To properly ‘conquer’ civilisation, a threat must be introduced to convince people to act irrationally.

The threat does not need to be real, but it must appear existential in nature. Staring into the abyss of extinction plays on our religious coding – the fear every conscious creature has of death once it realises what it means to be alive. It is this fear of destruction that herds individuals around the advertised ‘power’ of the State, or a religious leader – or both – depending on what sort of collectivism is hunting you. Communism’s dictators envision themselves as living deities. Then there is the necrocracy of North Korea where its political gods are worshipped after death.

In the case of the novel, the urgency of space eating away at the ship, exposing the crew to an inhospitable vacuum, is re-enforced by limited resources mined by a slave class who are ‘protected’ by the ‘hard-working’ officer and science classes. All classes are advertised as ‘equals’ – as ‘slaves to survival’ – but the officers eat and sleep on the ship while the rest are packed into workhouses or asteroid bases and left to die as nameless shreds of the whole.

It’s easy to see why a ship may turn on itself and enforce a ‘war economy’ footing to keep the nightmare of space at bay.

The old communist, socialist, fascist, and national socialist collectivists of last century tricked people using the threat of war. Boring but effective. The threat of invasion creates goose-stepping obedience and the spread of virtue that acts as its own form of currency.

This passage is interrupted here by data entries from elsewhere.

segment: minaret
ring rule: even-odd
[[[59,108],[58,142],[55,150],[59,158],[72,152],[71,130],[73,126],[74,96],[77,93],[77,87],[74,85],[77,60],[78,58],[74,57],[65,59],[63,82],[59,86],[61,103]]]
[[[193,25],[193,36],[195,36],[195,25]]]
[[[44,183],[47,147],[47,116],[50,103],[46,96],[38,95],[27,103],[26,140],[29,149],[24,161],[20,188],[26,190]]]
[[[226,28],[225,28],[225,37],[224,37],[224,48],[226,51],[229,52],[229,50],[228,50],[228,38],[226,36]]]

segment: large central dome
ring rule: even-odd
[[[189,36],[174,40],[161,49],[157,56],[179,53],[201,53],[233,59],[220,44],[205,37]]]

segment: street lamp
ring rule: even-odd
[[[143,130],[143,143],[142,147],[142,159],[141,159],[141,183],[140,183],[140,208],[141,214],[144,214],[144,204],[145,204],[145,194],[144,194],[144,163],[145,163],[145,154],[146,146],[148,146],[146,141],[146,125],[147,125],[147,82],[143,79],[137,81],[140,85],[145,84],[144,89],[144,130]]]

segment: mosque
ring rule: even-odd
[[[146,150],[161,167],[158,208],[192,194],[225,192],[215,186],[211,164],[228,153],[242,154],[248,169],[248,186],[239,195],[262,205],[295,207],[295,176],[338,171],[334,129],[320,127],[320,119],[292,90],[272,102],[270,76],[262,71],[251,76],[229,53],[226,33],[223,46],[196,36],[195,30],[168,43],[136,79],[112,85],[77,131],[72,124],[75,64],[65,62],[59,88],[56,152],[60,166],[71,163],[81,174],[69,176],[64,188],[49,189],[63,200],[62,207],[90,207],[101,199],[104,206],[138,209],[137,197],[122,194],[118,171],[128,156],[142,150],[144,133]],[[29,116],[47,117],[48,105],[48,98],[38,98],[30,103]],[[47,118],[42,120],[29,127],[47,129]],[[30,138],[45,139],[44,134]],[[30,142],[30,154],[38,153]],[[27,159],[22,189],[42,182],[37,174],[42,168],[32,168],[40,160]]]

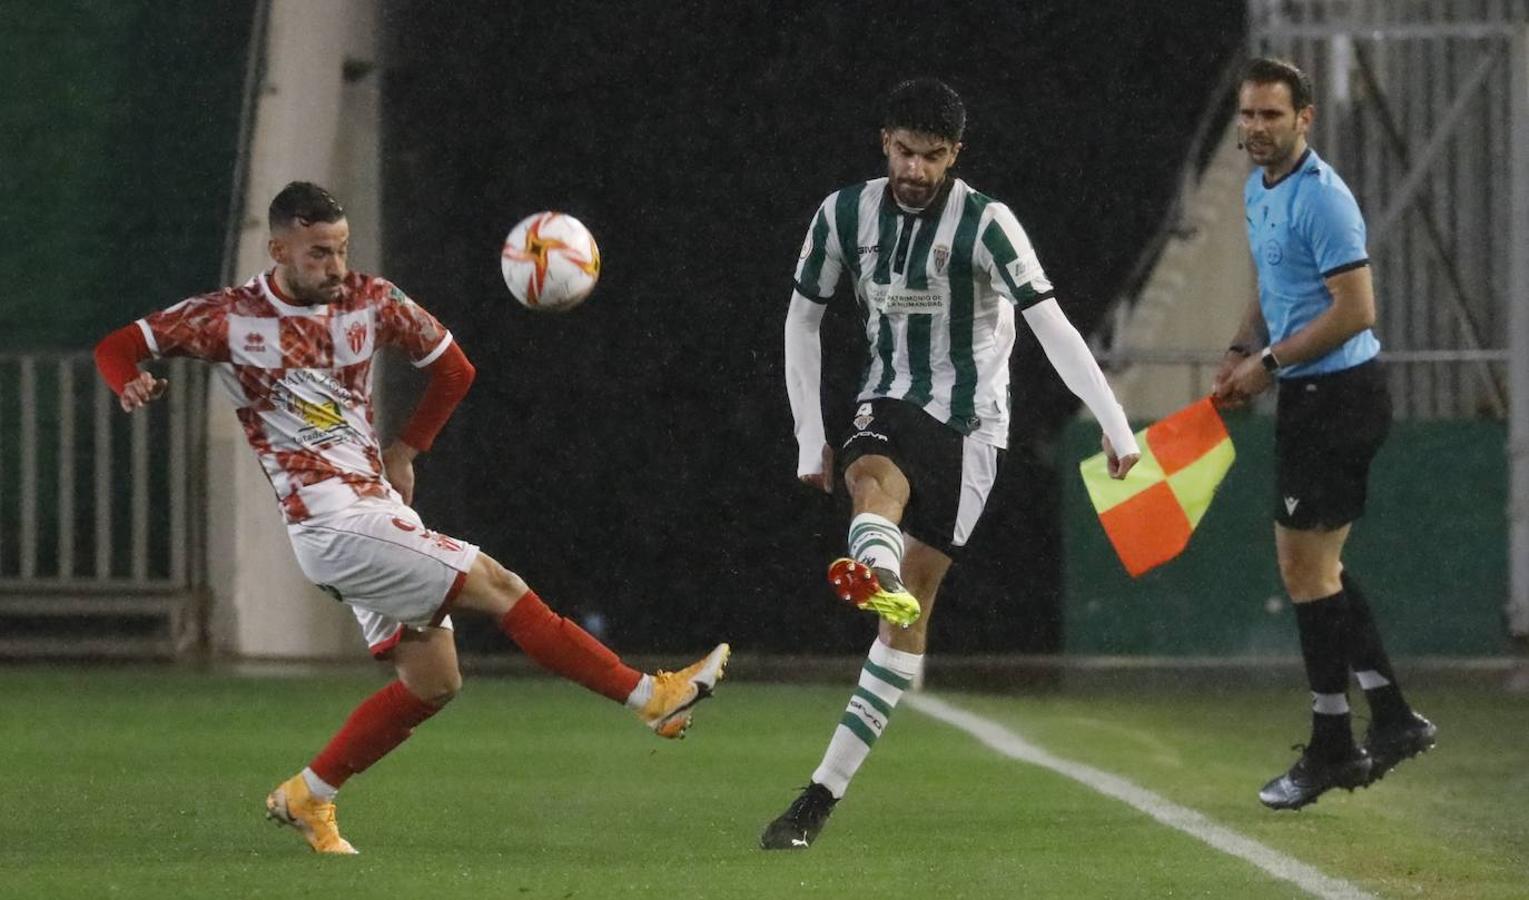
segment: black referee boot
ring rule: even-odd
[[[828,788],[814,781],[779,818],[765,826],[759,846],[765,850],[806,850],[818,839],[838,802]]]
[[[1296,745],[1300,747],[1300,744]],[[1335,787],[1350,792],[1370,783],[1370,754],[1354,747],[1343,759],[1327,760],[1315,756],[1311,748],[1301,748],[1301,758],[1290,771],[1264,785],[1258,799],[1270,809],[1300,809]]]
[[[1372,761],[1366,784],[1374,784],[1403,761],[1432,750],[1438,737],[1439,726],[1415,712],[1394,725],[1371,722],[1364,734],[1364,749]]]

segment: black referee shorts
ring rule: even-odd
[[[1391,392],[1376,360],[1284,378],[1274,425],[1274,521],[1299,531],[1364,515],[1370,461],[1391,430]]]
[[[860,401],[851,424],[839,471],[862,456],[892,460],[910,488],[902,530],[954,559],[982,518],[1003,451],[905,400]]]

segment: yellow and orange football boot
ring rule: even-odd
[[[710,653],[678,672],[660,671],[653,676],[653,696],[637,711],[637,717],[659,737],[682,738],[690,727],[690,711],[710,697],[727,672],[733,650],[718,644]]]
[[[265,817],[302,832],[315,853],[358,852],[350,841],[340,837],[340,826],[334,820],[334,804],[313,796],[301,772],[266,795]]]

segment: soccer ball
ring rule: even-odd
[[[559,212],[527,216],[504,239],[499,268],[527,309],[573,309],[600,279],[600,248],[584,223]]]

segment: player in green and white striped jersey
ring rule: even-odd
[[[883,622],[812,783],[766,827],[765,849],[812,844],[921,674],[935,593],[981,517],[1009,435],[1015,309],[1103,431],[1110,474],[1139,456],[1125,413],[1057,305],[1007,206],[950,173],[966,113],[948,85],[898,85],[882,120],[887,175],[836,191],[813,217],[786,317],[786,386],[797,476],[831,492],[834,452],[819,399],[824,305],[854,286],[870,345],[854,432],[840,450],[854,501],[849,554],[829,567],[841,597]]]

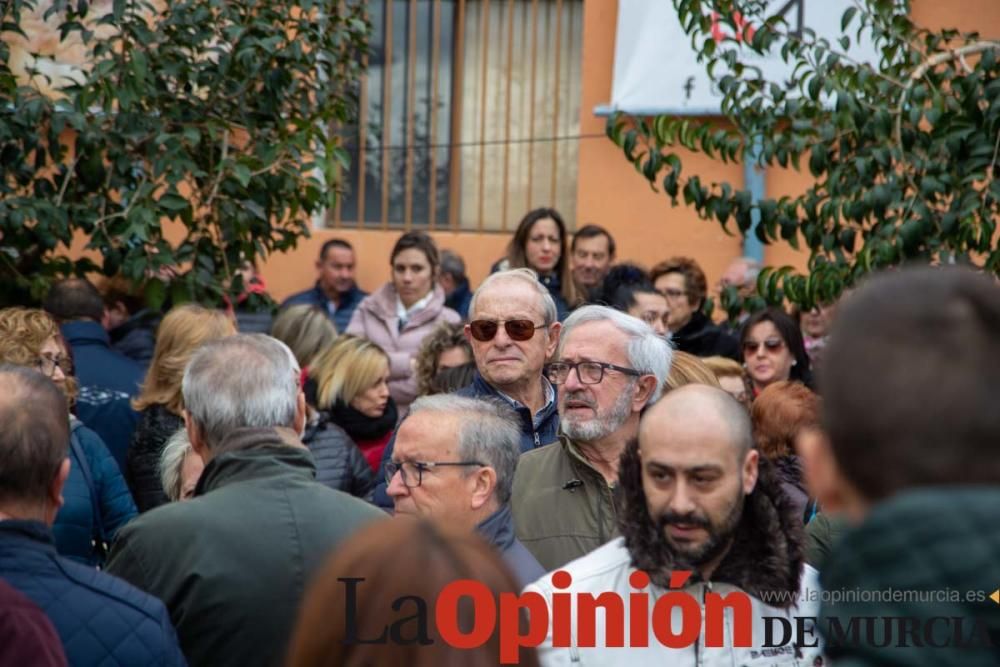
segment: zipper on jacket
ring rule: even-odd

This does not work so well on Western nations who won two world wars against collectivist forces.

What’s an aspiring Big State politician to do?

Covid served as an experiment on human behaviour. A flu that posed next to no threat to anyone under 90 convinced the West to shut their economies and cities down, lock themselves indoors, wrap themselves in PPE, and pray for a cure. People embraced extensions of government power, exulted politicians to saviours, accepted unheard-of violations of privacy, economic blackmail, medical coercion, experimental drug trials, state-sanctioned censorship, major disruptions to education, the destruction of thousands of private businesses, and reduction of human beings to ‘ticks’ and ‘crosses’. Those who refused to comply became a disease.

Why did leaders use wartime language to describe Covid? Why did press conferences frame this as an existential battle against an external foe that required ‘collective’ action to conquer?

These are not accidents of language.

Covid brought us two-thirds of the way toward collectivism.

We are vulnerable.

The next attempt is being made by globalism, better known as ‘re-branded international socialism’ which has co-opted environmentalism so it can spin the fear of ‘a climate apocalypse’.

Global Warming / Climate Change / Climate Crisis / Global Boiling – whatever name it chooses to go by this week – is the existential threat that permeates every government policy, corporate boardroom, education branch, and social forum. It is a colonising collectivist idea.

The West is told that ‘capitalism and democracy are not capable of saving the planet – we need top-down State control – a cohesive centralised plan’. Never mind that the worst polluters on Earth are communist nations.

To save the world, the West must adopt global centralised ‘green’ authorities and our domestic governments must expand their control over private industry. Individual citizens cannot be trusted to make ‘the right choices’ for the ‘greater good of the planet’.

If you don’t, you’ll die.

Trust the State, or you’ll die.

Give up your privacy, or you’ll die.

Fear of climate change is like the fear of space pressing down around us – invisible, intangible, and constant.

If we turn ourselves into the cliched sci-fi communist saga, we’ll end as my novel did: misery, revolution, death, and despair.

No one believes the world is going to end except the slaves. Don’t be a slave.